By Melissa J. Anderson

According to a new study [PwC] released recently by PwC, the majority of millennials in the financial services industry said they want their employers corporate values to match their own. Past research had shown that Gen Y employees tend to be more values-oriented when it comes to their work, desiring a job that was personally meaningful to them, where they felt they were contributing to the bigger picture, and this study is no different.

What’s different about this study is that it also describes just how mobile millennials are.  Only 10% in the financial services sector say they plan to keep their current job for a long time – even less than millennials across all sectors (18%).

Jon Terry, partner, PwC, explained:

“Financial services companies might have a tougher time competing against other industries for the reputation-conscious millennial generation, whose experience and expectations have been marred by the financial crisis. This generation of graduates actively seek out employers whose values reflect their own, so the sector’s ability to restore trust and re-engage with society will be critical in attracting the best talent from current and future graduates.”

The firm draws a connection – if companies don’t tend to their own corporate responsibility and diversity initiatives, and come through on those values in the long run, their youngest generation of employees will not stick around long.

Career Compromises

The global study of over 4,000 millennials points out that they are a highly ambitious group. They crave the opportunity for advancement and career development, and they’re willing to move around to get it. In fact, according to the study, “Of those working in financial services, 42% said they’re open to offers and 48% were actively looking for new opportunities.”

Additionally, the study continued, having grown up through the financial crisis, most are also sensitive to the reputation the financial services industry has garnered. One in five (21%) of millennials said they’d “rather not work in the financial services sector.”

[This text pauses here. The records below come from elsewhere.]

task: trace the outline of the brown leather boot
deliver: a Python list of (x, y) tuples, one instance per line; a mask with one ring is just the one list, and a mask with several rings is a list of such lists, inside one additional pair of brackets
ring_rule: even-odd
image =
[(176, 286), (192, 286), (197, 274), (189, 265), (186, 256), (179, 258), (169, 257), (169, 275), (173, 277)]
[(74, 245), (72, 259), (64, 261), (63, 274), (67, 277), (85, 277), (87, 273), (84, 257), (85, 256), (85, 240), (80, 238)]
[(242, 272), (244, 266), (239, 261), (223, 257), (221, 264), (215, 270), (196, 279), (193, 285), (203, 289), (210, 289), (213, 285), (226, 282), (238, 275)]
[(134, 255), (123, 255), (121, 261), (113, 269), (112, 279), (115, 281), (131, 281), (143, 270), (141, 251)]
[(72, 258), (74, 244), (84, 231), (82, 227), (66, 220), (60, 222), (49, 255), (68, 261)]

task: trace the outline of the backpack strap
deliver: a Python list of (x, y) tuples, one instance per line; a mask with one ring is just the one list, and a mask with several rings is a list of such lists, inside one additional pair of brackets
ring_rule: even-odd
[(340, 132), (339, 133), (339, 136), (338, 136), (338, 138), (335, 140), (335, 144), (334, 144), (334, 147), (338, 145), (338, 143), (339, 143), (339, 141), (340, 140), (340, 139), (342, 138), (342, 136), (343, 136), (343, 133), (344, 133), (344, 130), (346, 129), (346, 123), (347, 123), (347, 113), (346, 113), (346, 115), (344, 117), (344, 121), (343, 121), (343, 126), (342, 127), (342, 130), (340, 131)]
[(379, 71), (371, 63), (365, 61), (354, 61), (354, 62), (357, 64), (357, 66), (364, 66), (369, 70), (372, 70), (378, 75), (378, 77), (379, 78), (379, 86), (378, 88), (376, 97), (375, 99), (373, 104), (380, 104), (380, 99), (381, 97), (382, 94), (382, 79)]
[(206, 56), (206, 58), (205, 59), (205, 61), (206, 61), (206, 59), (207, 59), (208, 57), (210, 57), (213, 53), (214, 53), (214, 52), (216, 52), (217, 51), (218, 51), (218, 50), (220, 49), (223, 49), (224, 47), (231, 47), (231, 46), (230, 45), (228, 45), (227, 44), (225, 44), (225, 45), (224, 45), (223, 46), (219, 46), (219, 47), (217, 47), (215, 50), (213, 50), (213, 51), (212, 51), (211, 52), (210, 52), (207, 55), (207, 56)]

The study also pointed out that the majority of young people in the financial services (55%) felt they had made sacrifices or compromises in accepting their current role. In the insurance industry, 48% said they had compromised on salary, 29% in banking said they had compromised on location, and 30% said they accepted a job they were overqualified for. The need to find a job quickly was a top reason for millennials in insurance (45%) and banking (30%) to accept a job.

The survey also revealed the importance of diversity and inclusion to Gen Y. Over three quarters (76%) said a company’s diversity and inclusion practices were a key consideration in whether they’d work there. And, the study pointed out, most said their companies aren’t coming through on their commitments.

The report reveals, “55% of millennials across all sectors said that while companies talk about diversity, they felt that opportunities weren’t equal for all. In the financial services sector, many more agreed with this view – 68% in the sector as a whole and 72% in insurance.”

How Can Companies Manage Millennials?

The report provided some advice on managing Gen Y employees – but it also suggested that companies keep in mind the mobility of the generation. It says, “Expect millennials to leave. It’s inevitable that the rate of churn among millennials will be higher, especially since many have made compromises in finding their first job, and this should be built into talent planning.”

Beyond that, PwC recommends that employers make sure to provide ample career development opportunities and give frequent feedback. Terry explained, “Financial services companies are already finding it hard to keep younger workers and this is likely to become even tougher as the job market starts to improve.”

He added, “Millennials want more than ‘just a job’. They expect a varied and interesting career, constant feedback and the opportunity to progress quickly. Their high expectations mean that companies might find it harder than ever to keep their best talent if they don’t adapt their approaches to their development appropriately.”

By ensuring that Gen Y employees see the value in the work that they do and continue to see a path for career growth within the company, employers can work to retain this group of talent, which is expected to account for 50% of the global workforce by 2020.